# 45 acp for deer?



## swampcrawler (Sep 15, 2011)

Ok so i bought an hk45 not so long ago. buffalo bore makes a 230 gr bonded jhp advertised as pushin just over 1100 fps. i think at 25 yards and under that should be plenty. i certainly wouldnt wanna be standing in front of it.

what do yall think? any recomendations on other loads? i dont hand load so thats not realy an option, gotta be something production.

also, this is supposedly a pretty tough gun, capable of handling the hottest load......so could it handle a 45 super? not realy planning on trying it. just currious.


----------



## Bisley (Aug 24, 2008)

I wouldn't use any handgun for deer beyond the distance where I could consistently shoot 2" groups. For me, that would be about 15 yards. 

A .45 ACP will certainly kill a deer if shot into the heart-lung area, but you may have to track him down, after dark, and unless you are very patient or very experienced, that can be quite difficult. If I had to use a .45 ACP, I would want to be very close, say 10 yards, and have a perfect broadside shot.

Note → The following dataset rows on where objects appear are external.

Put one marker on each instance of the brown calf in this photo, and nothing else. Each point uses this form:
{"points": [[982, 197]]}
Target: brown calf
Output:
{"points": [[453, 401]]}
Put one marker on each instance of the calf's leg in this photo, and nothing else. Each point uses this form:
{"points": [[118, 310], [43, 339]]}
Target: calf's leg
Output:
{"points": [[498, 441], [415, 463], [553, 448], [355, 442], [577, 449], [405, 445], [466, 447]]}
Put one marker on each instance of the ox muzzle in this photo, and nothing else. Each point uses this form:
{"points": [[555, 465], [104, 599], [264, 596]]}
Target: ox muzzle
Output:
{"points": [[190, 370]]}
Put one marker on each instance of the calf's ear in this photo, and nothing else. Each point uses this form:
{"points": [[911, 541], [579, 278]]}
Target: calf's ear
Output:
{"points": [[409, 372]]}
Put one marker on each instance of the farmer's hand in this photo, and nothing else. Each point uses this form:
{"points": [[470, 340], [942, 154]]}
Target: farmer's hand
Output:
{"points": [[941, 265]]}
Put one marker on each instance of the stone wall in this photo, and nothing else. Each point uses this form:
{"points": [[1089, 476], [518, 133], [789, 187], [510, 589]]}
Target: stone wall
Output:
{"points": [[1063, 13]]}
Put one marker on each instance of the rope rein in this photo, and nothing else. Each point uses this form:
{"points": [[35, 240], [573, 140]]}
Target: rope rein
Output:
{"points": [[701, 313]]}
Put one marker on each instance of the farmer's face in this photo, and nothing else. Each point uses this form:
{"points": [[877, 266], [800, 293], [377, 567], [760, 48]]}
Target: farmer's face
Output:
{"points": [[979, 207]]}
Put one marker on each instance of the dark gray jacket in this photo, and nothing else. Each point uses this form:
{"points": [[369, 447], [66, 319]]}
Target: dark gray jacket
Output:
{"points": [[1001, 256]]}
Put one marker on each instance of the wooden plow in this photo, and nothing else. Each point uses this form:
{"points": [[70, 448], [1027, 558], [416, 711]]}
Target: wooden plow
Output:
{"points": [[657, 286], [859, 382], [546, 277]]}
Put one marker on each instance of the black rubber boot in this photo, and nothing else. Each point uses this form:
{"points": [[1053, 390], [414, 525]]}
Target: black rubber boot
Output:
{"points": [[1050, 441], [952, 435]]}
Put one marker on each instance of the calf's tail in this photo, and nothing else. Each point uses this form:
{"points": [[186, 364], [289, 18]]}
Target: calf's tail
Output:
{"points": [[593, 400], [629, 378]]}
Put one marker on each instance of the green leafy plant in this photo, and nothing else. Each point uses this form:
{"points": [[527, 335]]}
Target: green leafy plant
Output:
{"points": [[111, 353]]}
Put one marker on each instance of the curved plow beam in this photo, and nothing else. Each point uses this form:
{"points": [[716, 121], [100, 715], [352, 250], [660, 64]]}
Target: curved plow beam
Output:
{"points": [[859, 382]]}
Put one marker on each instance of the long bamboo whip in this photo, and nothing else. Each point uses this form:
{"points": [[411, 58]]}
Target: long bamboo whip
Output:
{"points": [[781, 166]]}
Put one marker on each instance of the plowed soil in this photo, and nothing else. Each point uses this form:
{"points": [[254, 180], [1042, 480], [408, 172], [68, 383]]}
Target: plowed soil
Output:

Personally, if I intended to handgun hunt, I would want .44 magnum, for it's accuracy and power at longer ranges.


----------



## MLB (Oct 4, 2006)

I wouldn't want to stand downrange either, but I don't understand why someone would want to hunt with a pistol. A rifle or shotgun is so much more useful and effective.


----------



## swampcrawler (Sep 15, 2011)

MLB said:


> I wouldn't want to stand downrange either, but I don't understand why someone would want to hunt with a pistol. A rifle or shotgun is so much more useful and effective.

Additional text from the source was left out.